In general, the GAO was critical of HCFA’s lax oversight of state managed care projects and noted that the federal agency "recognized its need to oversee mental health carveouts more systematically." When this tighter review occurs, California runs the risk of federal sanctions or even defunding if it fails to modify its own monitoring program to adopt the measures identified by the GAO as desirable, including:

a.       taking action and imposing sanctions when annual state oversight reviews reveal that plans are not in compliance;

b.      requiring each county plan to have an annual external quality review by a peer-review organization;

c.       setting minimum county standards for discharge and aftercare services and compiling quantitative data on county performance including involuntary admission rates and other measures in the MHSIP Consumer-Oriented Mental Health Report Card;

d.      using its contracting authority to require county plans to provide a specified range of the rehabilitative services that consumers request.


Endnotes

[1] The full report is available from the GAO website, www.gao.gov, or by calling Protection and Advocacy, Inc. at 213-427-8747.

[2] In California, the Medicaid program is known as Medi-Cal. Under California’s managed care demonstration project, county operated mental health plans authorize specialty mental health services for Medi-Cal beneficiaries who meet certain eligibility criteria. Medi-Cal recipients are limited to the single managed care plan in their county and may obtain services only from the plan’s network of contract providers.

[3] Callahan and Yamamoto, I.D.E.A. Consulting, California’s Medi-Cal Mental Heath Delivery System - Independent Assessment of HCFA 1915b Waiver, August 1999.

[4] There is a national consensus on appropriate performance measures which stems from the 1997 Santa Fe Summit convened by the American College of Mental Health Administration, in which many California officials participated.
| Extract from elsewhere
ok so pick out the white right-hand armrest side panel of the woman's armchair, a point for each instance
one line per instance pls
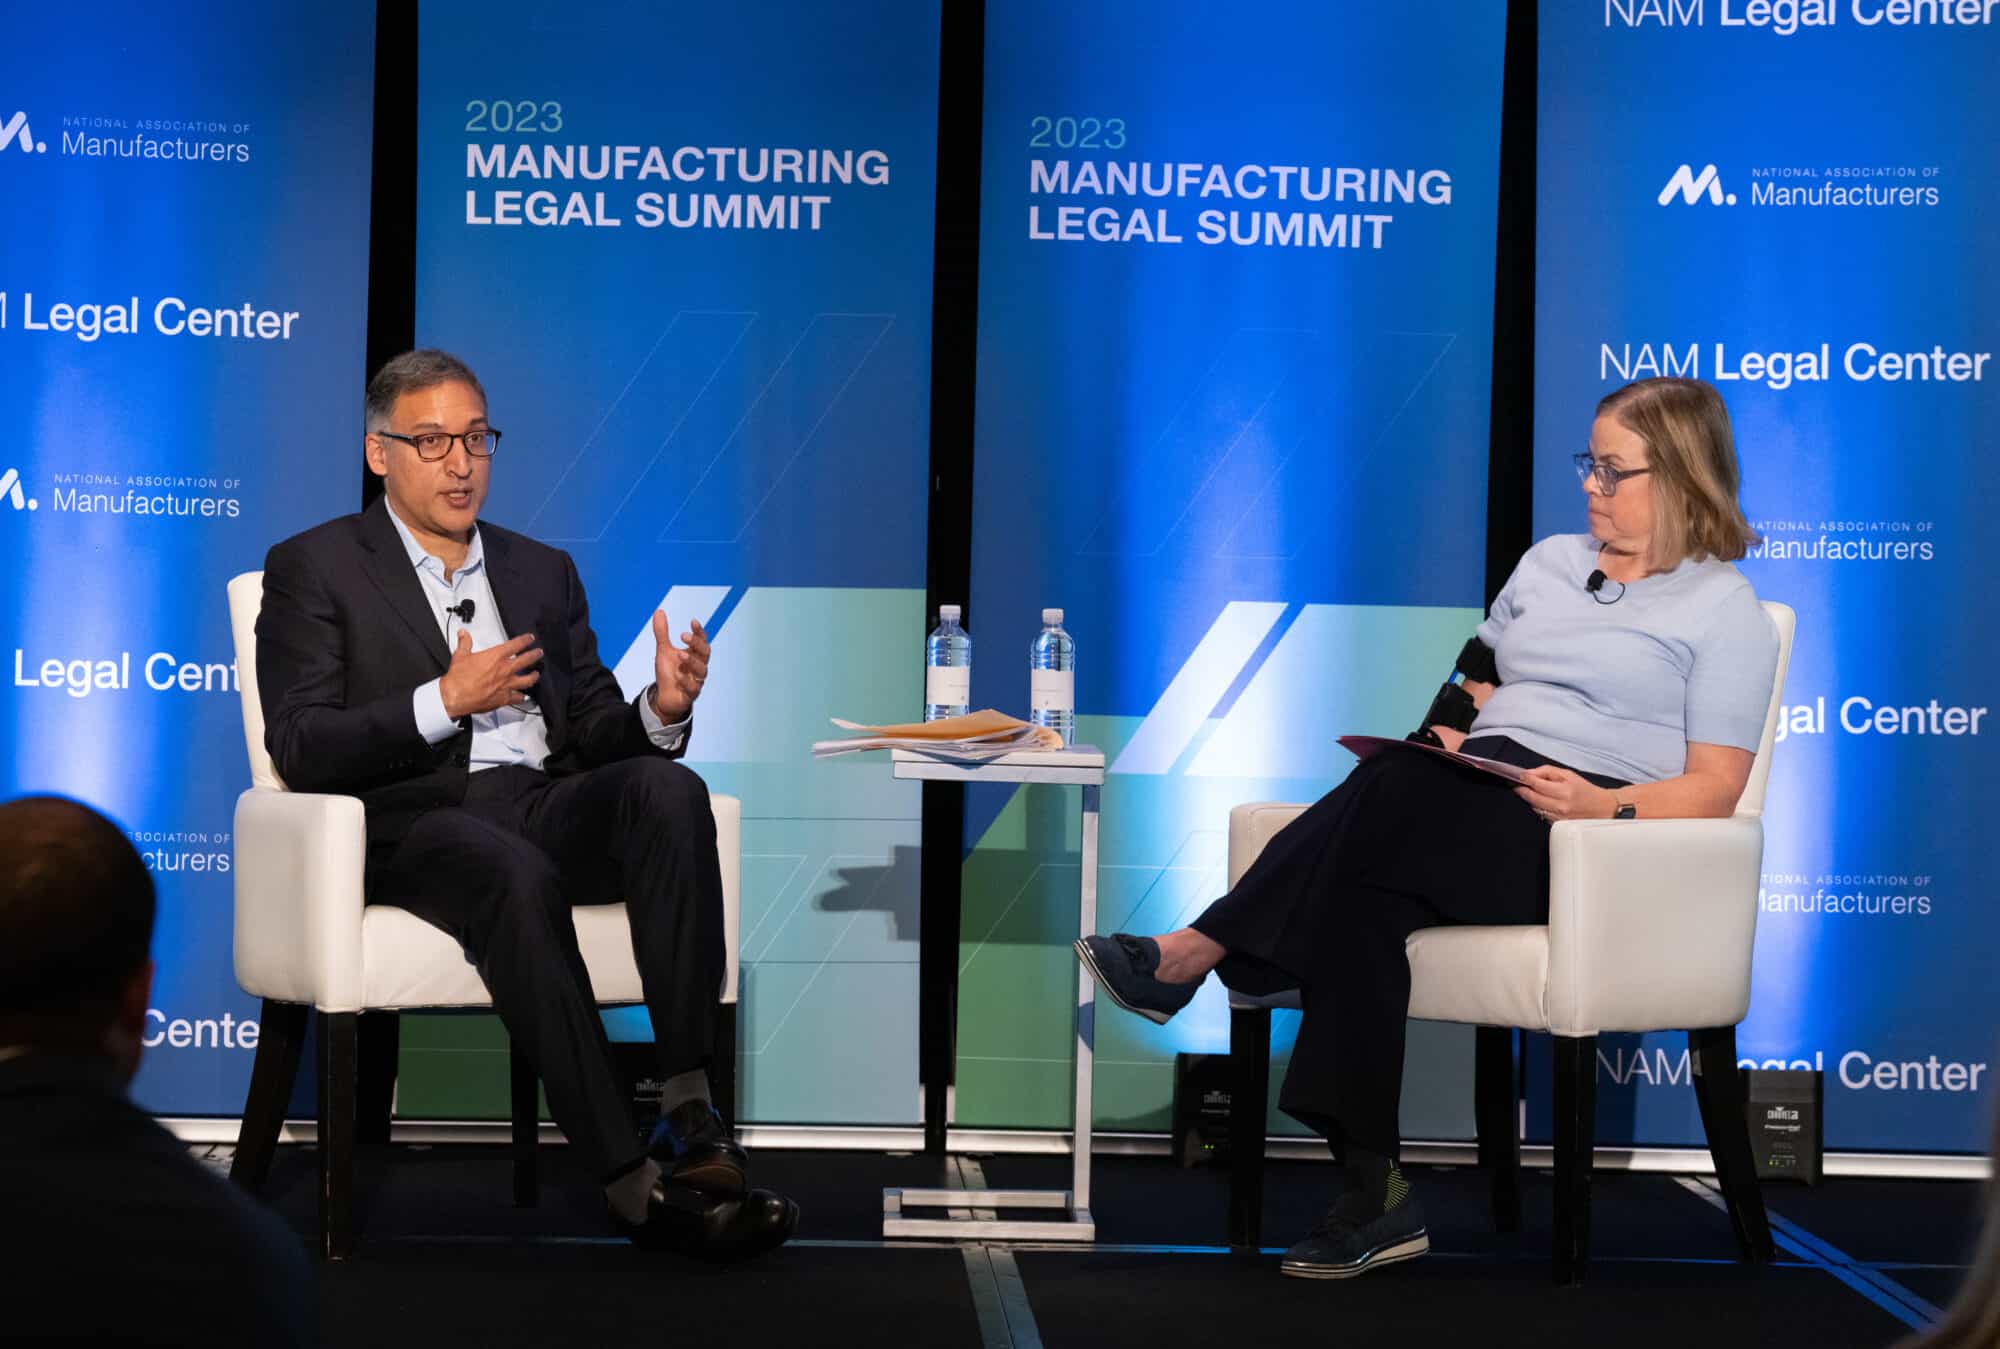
(1651, 924)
The report produced by the Santa Fe Summit, Preserving Quality and Value in the Managed Care Equation, contains a core set of indicators and values and a comparison of different measures with common items identified.

[5] See, California Mental health Planning Council, Draft Chapter from the Master Plan Update on System Oversight and Quality Improvement, Sept, 22, 1999.

[6] SAMHSA is the Substance Abuse and Mental Health Services Administration of the United States Department of Health and Human Services.

[7] See, e.g. Barton, "Psychosocial Rehabilitation Services in Community Support Systems: A Review of Outcomes and Policy Recommendations," Psychiatric Services, April 1999, Vol. 50, No. 4 (summarizing research studies).

[8] The fact that all covered Medi-Cal services are not available through every county mental health plan also suggests that services are not available on a state-wide basis, as required by federal Medicaid law.

[9] Transportation is covered as a case management service and is recommended for inclusion in managed care contracts in a recent SAMHSA technical assistance manual, Partners in Panning: Consumers’ Role in Contracting for Public-Sector Managed Mental Health and Addiction Services, April 1998, at 37.